In fact, there are successful ongoing PPPs in over 23 countries such as United States, UK, Brazil, Philippines, Haiti, China, Germany, Mexico, Australia, Morocco, Romania, etc.; and closer home in Benin Republic, Niger, Senegal and South Africa. In Lagos, there are privately run water businesses that have been in operation for many years and are able to serve Estates they cover.

These companies have access to private capital and are able to charge cost reflective tariffs for services provided.
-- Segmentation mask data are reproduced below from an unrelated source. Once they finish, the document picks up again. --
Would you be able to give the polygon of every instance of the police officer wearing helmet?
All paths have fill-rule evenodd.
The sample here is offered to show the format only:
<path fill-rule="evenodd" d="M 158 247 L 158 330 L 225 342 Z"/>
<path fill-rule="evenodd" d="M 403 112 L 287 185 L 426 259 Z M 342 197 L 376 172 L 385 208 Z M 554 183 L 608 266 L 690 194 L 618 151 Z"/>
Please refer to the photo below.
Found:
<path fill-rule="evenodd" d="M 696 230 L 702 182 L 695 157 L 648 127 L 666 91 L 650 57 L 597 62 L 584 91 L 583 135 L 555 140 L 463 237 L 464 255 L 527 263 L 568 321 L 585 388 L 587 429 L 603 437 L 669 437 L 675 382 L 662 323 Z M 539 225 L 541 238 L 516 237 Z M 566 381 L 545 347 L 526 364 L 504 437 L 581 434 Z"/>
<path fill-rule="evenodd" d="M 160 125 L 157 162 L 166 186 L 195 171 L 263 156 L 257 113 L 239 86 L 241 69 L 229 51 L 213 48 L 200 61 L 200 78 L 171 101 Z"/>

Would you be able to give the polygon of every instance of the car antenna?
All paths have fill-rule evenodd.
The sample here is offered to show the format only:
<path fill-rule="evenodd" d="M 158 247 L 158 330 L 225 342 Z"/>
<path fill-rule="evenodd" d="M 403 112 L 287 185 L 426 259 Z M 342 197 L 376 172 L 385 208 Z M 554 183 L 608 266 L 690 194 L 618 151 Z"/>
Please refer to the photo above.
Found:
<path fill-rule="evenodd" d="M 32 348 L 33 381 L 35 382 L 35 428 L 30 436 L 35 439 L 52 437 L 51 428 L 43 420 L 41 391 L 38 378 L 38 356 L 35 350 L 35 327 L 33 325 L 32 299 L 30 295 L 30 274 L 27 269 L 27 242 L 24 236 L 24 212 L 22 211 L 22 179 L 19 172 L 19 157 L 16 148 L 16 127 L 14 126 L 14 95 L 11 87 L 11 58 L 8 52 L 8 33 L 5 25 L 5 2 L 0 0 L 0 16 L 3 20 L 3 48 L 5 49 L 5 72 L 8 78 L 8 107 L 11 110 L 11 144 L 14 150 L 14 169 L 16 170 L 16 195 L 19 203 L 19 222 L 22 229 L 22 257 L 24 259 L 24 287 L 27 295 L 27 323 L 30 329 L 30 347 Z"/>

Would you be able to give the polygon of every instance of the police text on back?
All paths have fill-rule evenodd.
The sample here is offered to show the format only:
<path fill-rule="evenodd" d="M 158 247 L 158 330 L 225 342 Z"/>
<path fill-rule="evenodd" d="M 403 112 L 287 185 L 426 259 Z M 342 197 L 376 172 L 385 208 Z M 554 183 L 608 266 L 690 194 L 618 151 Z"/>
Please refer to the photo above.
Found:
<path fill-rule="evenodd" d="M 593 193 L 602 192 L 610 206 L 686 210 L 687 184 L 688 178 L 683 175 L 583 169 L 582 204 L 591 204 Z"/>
This is why they have managed to sustain their operations.

This essentially is PPP. Under the proposed PPP, the Private sector funds and develops the water infrastructure (water treatment plant and associated pipeline network to deliver water to homes) under a Build Operate and Transfer (BOT) scheme; the asset is transferred back to the State at the end of the concession.

During the life of the concession, raw water is abstracted from surface sources (rivers, lagoons), which remain under the control of the Government.

The Right to water of the poor segment of the society will be ensured through tariff approval by the Government that allows only efficient cost input and provision of subsidies.

It may surprise the writer to learn that even in Cross River State, water supply in Calabar, Ugep and Akampa are being undertaken under PPP. It may also be of interest to note that annual population growth rate in Europe is only about 0.22% compared to 3% of Sub-Saharan Africa.

We therefore need to make some haste to end the catch-up game we have become accustomed to! The alternative options to using Private Capital include: The Government raising taxes significantly. Waiting for when the Government is financially able to undertake the projects; that is, develop a major Water scheme every 10 to 15 years.

In this case, 30 years hence, we are still struggling to catch up with demand! The Management of Lagos Water Corporation unequivocally reiterates that the State government is not divesting or selling off water assets.

On the contrary, Public Private Partnership (PPP) is a strategy to rapidly develop our water resources to make POTABLE WATER available to all.

LWC retains ownership of the assets, and the Government regulates the sector. Lagos Water Corporation will be willing to meet with the writer for any further clarification required.